My younger two children had a sudden urge to tidy up on a recent Saturday morning. Summers come early in central Florida, so I was pleasantly surprised that there was still time left for spring cleaning. And I was completely shocked that my children chose to clean without any prompting. My kids are 10 and 12, so the days when it was fun to clean with a toy feather duster, mop, and broom exist only in my fading memories.
My daughter cleared out and organized a desk where she keeps, for lack of a better term, an assortment of trash. I guess it’s supposed to be her arts-and-crafts area, but it seems to serve mostly as a hangout spot for bits of paper and beads and pieces of cardboard with random items glued on. The locals rave about it. It’s a place you can get lost in and escape the trash bin for months, if not years.

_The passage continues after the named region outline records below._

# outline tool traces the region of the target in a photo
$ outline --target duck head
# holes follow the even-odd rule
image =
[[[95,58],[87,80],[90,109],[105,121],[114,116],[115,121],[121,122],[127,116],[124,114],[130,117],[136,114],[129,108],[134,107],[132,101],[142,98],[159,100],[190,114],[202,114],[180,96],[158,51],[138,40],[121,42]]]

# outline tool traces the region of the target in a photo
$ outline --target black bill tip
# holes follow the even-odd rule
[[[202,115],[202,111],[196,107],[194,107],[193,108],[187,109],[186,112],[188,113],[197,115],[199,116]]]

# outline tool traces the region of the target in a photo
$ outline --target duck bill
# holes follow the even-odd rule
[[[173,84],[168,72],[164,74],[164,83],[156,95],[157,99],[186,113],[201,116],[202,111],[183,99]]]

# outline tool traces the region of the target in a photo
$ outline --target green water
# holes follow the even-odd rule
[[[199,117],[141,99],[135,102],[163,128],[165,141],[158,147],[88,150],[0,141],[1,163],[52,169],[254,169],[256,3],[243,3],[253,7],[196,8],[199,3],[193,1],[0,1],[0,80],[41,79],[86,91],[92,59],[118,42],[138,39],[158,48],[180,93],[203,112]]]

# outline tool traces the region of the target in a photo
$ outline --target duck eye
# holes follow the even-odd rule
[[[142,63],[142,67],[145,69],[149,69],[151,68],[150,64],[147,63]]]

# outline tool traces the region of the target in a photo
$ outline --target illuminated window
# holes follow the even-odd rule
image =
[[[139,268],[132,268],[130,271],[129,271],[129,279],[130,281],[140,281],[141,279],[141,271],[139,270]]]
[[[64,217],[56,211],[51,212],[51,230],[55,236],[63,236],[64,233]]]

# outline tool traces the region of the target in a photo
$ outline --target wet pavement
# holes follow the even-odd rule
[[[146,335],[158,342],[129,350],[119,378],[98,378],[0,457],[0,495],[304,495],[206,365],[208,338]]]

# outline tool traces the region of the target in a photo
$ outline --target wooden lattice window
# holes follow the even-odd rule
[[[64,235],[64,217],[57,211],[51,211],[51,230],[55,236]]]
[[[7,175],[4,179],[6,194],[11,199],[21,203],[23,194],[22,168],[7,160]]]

Meanwhile, my son asked for my phone so he could listen to “Orbiter,” a new song by Noah Kahan, and proceeded to clear off and reorganize a couple of shelves cluttered with games and decrepit old books. Inexplicably, we sorted almost everything into the keep pile, but hey, at least the stacks on the shelves became a bit more angular and crisp. We also put the old toy feather duster to use. What can I say: we don’t clean a lot, and we don’t get rid of things often, so the toy duster is still here consistently cluttering up a corner and is also our best cleaning implement.
The cleaning frenzy didn’t last long. Nothing does. Children grow up. The years slip past. Forgotten toys collect dust in bins and on disorganized shelves. Yet here, in a crowded combination dining room/playroom that feels mostly like a museum commemorating a lifetime of my children’s interests, I still sit typing away on my loyal laptop at the end of a paint-splattered table.
I’ve been a stay-at-home parent for over a decade now, and this in-between space where the children are more self-sufficient in many ways, but still reliant on me for transportation and peanut butter jelly sandwich assembly, is rather confusing. Many years ago, I naively assumed my life would change dramatically when all my kids started full-time school. But when the much-anticipated start of school for my youngest came and went (more than five years ago now!), it felt like nothing really changed.
Shockingly, after a decade of fitful self-employment or outright unemployment, I was unable to seamlessly transition into a financially lucrative and emotionally rewarding career between the hours of 9 a.m. and 2 p.m. I wrote some radio ads until AI swept that freelance job into the abyss, I wrote a book that very few people read, and I continued to edit a parenting humor publication. None of these activities paid much, if anything, and they didn’t bring me any sustained level of personal satisfaction.
Now, from the outside, being a full-time parent for more than a decade while maintaining a decent portfolio of side quests might seem like more than enough for one person to do. And objectively, it probably is, but I’ve yet to mention the one major contributor to my ongoing angst about my perceived lack of productivity and the relentless passage of time: mental illness.